American scholar of early childhood development and collector of worldwide toys

Theresa Caplan (1913–2010) was an American twentieth-century scholar of early childhood development and a collector of worldwide toys. Working with her husband Frank, she wrote multiple acclaimed books and built a massive collection of toys that is now part of a significant museum.

Born on 6 June 1913, Caplan collaborated with her husband in authoring multiple books that studied the ways in which children played, whether alone or individually, and at different ages; for example, one of their books, The First Twelve Months of Life, concentrated on infants but included observations of children two years old and comparisons with adult trade unions.

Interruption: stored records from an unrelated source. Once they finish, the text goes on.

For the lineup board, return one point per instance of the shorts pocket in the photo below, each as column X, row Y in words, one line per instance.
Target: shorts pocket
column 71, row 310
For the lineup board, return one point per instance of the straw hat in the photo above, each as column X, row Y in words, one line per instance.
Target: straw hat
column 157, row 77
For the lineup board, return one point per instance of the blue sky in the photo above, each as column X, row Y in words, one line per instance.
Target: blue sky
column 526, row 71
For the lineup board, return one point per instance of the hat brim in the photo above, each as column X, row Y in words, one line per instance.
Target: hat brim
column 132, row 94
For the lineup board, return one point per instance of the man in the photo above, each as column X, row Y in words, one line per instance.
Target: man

During World War II, while living in northern Manhattan, New York City, the Caplans founded a workshop on 95th Street to manufacture and sell wooden toys for children. From its earliest years, Theresa was involved with her husband's company: when it was a single small store, she worked with customers while Frank completed their orders. War shortages increased their profits: wooden toys were rare during the war, so the high quality of toys that the couple manufactured was popularized by word of mouth, and their business grew significantly. In 1949, they named the business "Creative Playthings", which operated until its sale in 1966. As it expanded, the couple travelled around the world to find models for their crafts; by the 1980s, they had accumulated more than fifty thousand individual toys as models, and they gradually began to see themselves as collectors. Because their work and their collection were both international, they were able by themselves to produce a display that was featured at the United Nations Headquarters as part of the International Year of the Child in 1979.

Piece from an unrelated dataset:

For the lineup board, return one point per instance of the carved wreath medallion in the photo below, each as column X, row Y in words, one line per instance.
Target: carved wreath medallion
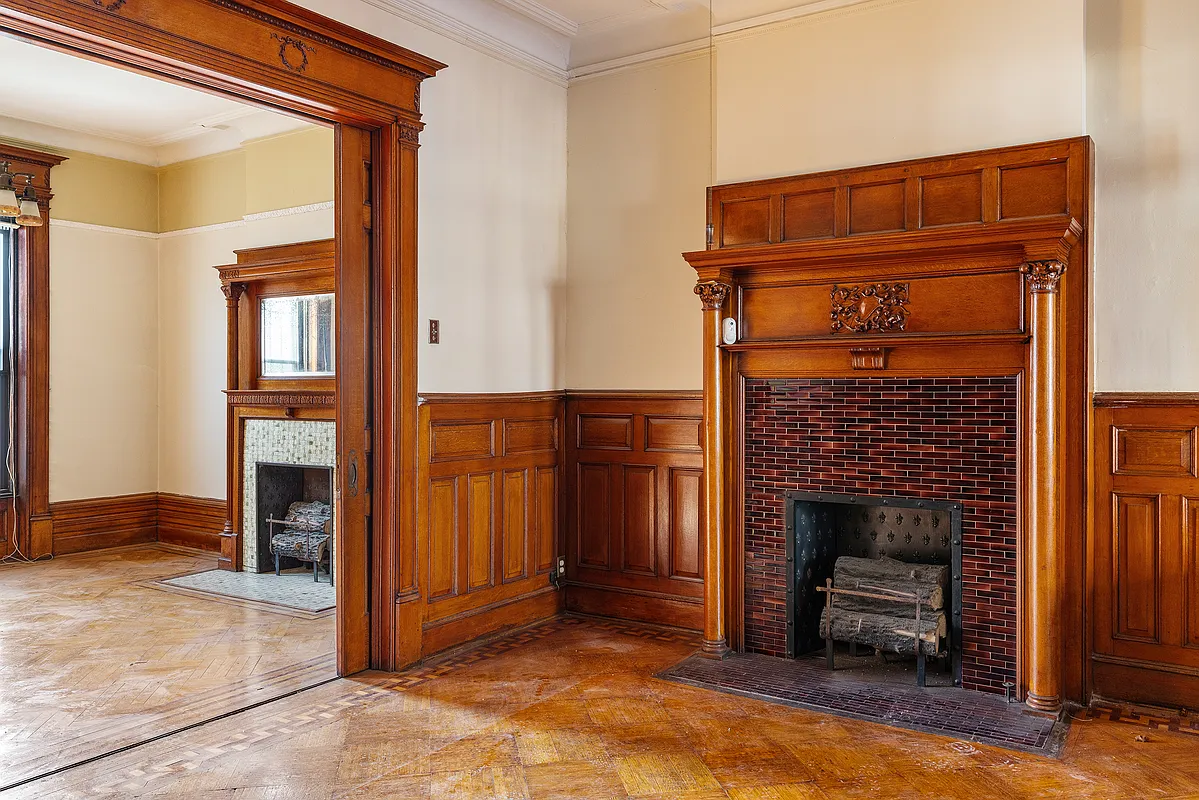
column 873, row 308
column 293, row 53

In 1984, while living in Princeton, New Jersey, the Caplans chose to donate their collection to The Children's Museum of Indianapolis; the collection was so massive that the museum needed nine months to unpack the thirty-two crates used to transport it. After the donation was complete, Frank died in 1988 at the age of seventy-seven. After Frank's death, Theresa remembered herself as having been more active in collecting than her husband for a time, but noted that their collection truly began to grow in 1966, as the sale of the business permitted Frank to pay less attention to financial matters. Described as enthusiastic and extroverted, Caplan was a detailed record-keeper. She was careful to assign every object in the collection a unique identifier as well as recording the country of origin for every object, and she ensured that all boxes were separately identified. Written on twenty thousand index cards, her records filled twenty-eight shoe boxes by the time that the collection was donated to Indianapolis.

Theresa died in Princeton on 13 April 2010 aged 96.